Does XPP 9.x support U+2028

We just discovered at this late date that XPP 8.4 does not seem to natively support the U+2028 (and presumably U+2029) line and para separator "Unicode control characters." U+2028 gives us the reversed question mark "missing character" symbol.

Our Belgium office is using more and more independent translators across the EU, and they do seem to get creative with their use of who-knows-what XML or text editors when working outside their translator workbench applications.

We are in process of upgrading to XPP 9.4. Curious if anything was added to XPP 9.x to do something with these characters besides the reversed question mark "missing character" symbol?

If not, what's the best manual intervention, or fix in supporting data specs?

  • AFAIK XPP (including XPP 9.4) has no "knowledge" of the U+2028 or U+2029 Unicode characters.

    I would imagine that XPP is just treating them as "characters" and not finding them in your fonts and/or font specs.

    What do you want XPP to do with these characters?

    Jonathan Dagresta
    SDL XPP Engineering

  • My guess would be that for XPP you would want to do a "translate" of the incoming XML data and either drop these characters or translate them into CR/NL or space characters, depending on how they are used within the XML data stream.

    Jonathan Dagresta
    SDL XPP Engineering

  • Because XPP does some helpful things with whitespace (such as the recently discussed toxsf -mlesp), I guess an old-fashioned newline is the best.

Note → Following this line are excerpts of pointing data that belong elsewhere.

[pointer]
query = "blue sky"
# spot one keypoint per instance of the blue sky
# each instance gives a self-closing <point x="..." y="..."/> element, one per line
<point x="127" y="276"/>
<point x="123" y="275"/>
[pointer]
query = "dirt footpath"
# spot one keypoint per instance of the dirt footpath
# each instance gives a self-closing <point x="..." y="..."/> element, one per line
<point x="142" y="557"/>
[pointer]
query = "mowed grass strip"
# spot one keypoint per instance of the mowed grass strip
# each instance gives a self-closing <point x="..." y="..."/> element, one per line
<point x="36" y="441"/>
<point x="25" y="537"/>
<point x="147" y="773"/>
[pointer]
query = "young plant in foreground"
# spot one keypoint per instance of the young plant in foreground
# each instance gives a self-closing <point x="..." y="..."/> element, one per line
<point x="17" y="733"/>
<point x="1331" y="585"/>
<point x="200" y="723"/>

    The DITA XML vocabulary does not have an element equivalent to HTML <br>, but other vocabularies do often have <br> or <break>. What DITA XML has are elements like <pre> and <lines> and <codeblock>, where hard returns are rendered as <br> in HTML-based outputs, and anything you want in PDF-based outputs.

    Anyway, in our world, it's inappropriate to use (and expect!) any "hard line return" to be respected as some writer's or editor's formatting fantasy, in a multichannel output world.

    So if U+2028 isn't handled like U+000D or U+000A (or both in combination) in XPP, then I guess the expectation is that we'll have to transform it prior to toxsf. I wouldn't want to just strip it, since there does seem to be the intent of a line break.

    U+2029 would be a much worse can of worms if no other XML tagging existed that described a paragraph end followed by a paragraph start, whatever that might be. A well-written transformation would have to split the element in which it is contained, that would be my guess.